Подозреваю, кого-то опять наеб*ли.
– Предлагаешь повторить? – ироничная усмешка служит мне ответом.
– Так нечестно! – восклицаю в праведном гневе, не теряю надежды расколоть непробиваемого собеседника: – Расскажи нормально, чтоб непременно с омерзительными подробностями, с жуткими деталями, чтоб было не жалко страдать, если неожиданно проболтаюсь.
– Сопоставь фрагменты и постарайся понять суть самостоятельно, – невозмутимо советует фон Вейганд.
Точная копия деда, прямо один в один. Двое из ларца, пусть не вполне одинаковых с лица, и все же сходство очевидно.
Да, на первый взгляд у них нет ничего общего кроме высокого роста. Разный цвет глаз, отличные черты лица, голоса совсем не похожи. Но мимика поражает идентичностью. То, как они двигаются, смотрят, улыбаются, нечто неуловимое, связующее звено, которое не подделаешь нарочно, не изобразишь даже спустя годы изнурительных тренировок.
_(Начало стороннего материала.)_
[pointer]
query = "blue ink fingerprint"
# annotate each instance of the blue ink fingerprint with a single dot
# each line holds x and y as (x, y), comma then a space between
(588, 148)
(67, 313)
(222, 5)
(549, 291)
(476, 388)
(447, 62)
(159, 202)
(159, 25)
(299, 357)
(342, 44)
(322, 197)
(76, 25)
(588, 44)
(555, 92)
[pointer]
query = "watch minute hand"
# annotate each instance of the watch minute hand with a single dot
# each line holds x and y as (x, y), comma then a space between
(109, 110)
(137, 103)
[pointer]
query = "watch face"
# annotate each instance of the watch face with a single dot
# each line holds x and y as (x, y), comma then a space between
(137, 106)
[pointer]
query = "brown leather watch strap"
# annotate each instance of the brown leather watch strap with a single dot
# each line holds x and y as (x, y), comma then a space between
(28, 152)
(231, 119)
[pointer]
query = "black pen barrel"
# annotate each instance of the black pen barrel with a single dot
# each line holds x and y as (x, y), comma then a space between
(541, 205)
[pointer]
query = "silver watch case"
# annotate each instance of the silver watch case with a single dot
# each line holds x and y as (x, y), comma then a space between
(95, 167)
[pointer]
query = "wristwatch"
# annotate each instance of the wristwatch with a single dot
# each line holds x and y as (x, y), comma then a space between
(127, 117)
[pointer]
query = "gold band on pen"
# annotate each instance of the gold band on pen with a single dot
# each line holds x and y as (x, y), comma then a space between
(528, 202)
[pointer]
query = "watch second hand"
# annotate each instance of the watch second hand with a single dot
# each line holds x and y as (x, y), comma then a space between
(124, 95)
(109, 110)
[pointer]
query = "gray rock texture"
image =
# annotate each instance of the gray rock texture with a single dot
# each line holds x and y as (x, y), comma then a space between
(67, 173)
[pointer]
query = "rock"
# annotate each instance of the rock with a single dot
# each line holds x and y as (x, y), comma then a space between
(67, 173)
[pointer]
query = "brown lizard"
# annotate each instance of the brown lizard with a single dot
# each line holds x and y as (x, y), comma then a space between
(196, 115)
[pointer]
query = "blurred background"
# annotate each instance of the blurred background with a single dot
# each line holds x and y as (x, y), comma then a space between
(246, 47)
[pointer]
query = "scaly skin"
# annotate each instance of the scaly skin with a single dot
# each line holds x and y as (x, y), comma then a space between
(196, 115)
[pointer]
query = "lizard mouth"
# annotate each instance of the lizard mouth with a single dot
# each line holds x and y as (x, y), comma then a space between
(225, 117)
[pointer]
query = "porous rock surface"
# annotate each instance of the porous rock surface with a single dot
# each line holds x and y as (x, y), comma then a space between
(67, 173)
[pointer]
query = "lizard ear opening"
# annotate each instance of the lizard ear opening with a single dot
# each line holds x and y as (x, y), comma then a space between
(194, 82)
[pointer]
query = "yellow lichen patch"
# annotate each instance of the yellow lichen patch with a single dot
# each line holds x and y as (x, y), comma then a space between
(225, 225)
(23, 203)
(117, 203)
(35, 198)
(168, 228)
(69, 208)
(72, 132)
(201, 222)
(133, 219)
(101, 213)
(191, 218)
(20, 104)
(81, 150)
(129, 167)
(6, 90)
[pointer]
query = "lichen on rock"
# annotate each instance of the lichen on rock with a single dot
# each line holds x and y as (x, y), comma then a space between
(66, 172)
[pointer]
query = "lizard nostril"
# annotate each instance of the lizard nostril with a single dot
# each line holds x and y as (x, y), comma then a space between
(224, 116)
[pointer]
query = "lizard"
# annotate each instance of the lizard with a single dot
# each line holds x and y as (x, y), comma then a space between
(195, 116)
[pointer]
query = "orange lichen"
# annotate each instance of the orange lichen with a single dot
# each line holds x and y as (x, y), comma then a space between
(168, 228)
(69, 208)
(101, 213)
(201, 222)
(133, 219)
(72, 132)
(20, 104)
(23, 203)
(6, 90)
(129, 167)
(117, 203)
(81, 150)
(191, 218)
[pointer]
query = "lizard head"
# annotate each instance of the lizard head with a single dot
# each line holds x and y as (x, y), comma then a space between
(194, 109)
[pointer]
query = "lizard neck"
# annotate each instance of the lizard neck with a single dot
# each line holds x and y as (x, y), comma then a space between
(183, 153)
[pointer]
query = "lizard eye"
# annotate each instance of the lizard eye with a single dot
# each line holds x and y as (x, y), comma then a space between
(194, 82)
Удивительно, как я не догадалась об их родстве, когда смотрела репортаж о благородном миллиардере Валленберге, щедро жертвующем на нужды общества.
– Вопросы иссякли? – насмешливый тон вырывает из пучины размышлений.
Не рассчитывай легко отделаться, всегда храню пару-тройку про запас.
Собираюсь с духом, лихорадочно тереблю нежную материю коктейльного платья, терзаю кружевной узор на подоле.
– Что твой дедушка обо мне думает?
Тяжесть горящего взгляда вынуждает закашляться.
– Скромная переводчица вместо баронессы, – сбивчиво поясняю. – Его не расстраивает такой выбор?
Авто мягко тормозит. Судя по пейзажу вокруг, в отель мы пока не вернулись, местность не выглядит знакомой.
– Его трудно расстроить, – сухо, чуть надтреснуто, непривычным тембром.
Наверное, не стоит упоминать о нацистском прошлом и еврейских корнях. Однако не умею молчать долго.
– У вас такие странные отношения, как будто… – запинаюсь, не решаюсь закончить фразу тем, о чем действительно думаю.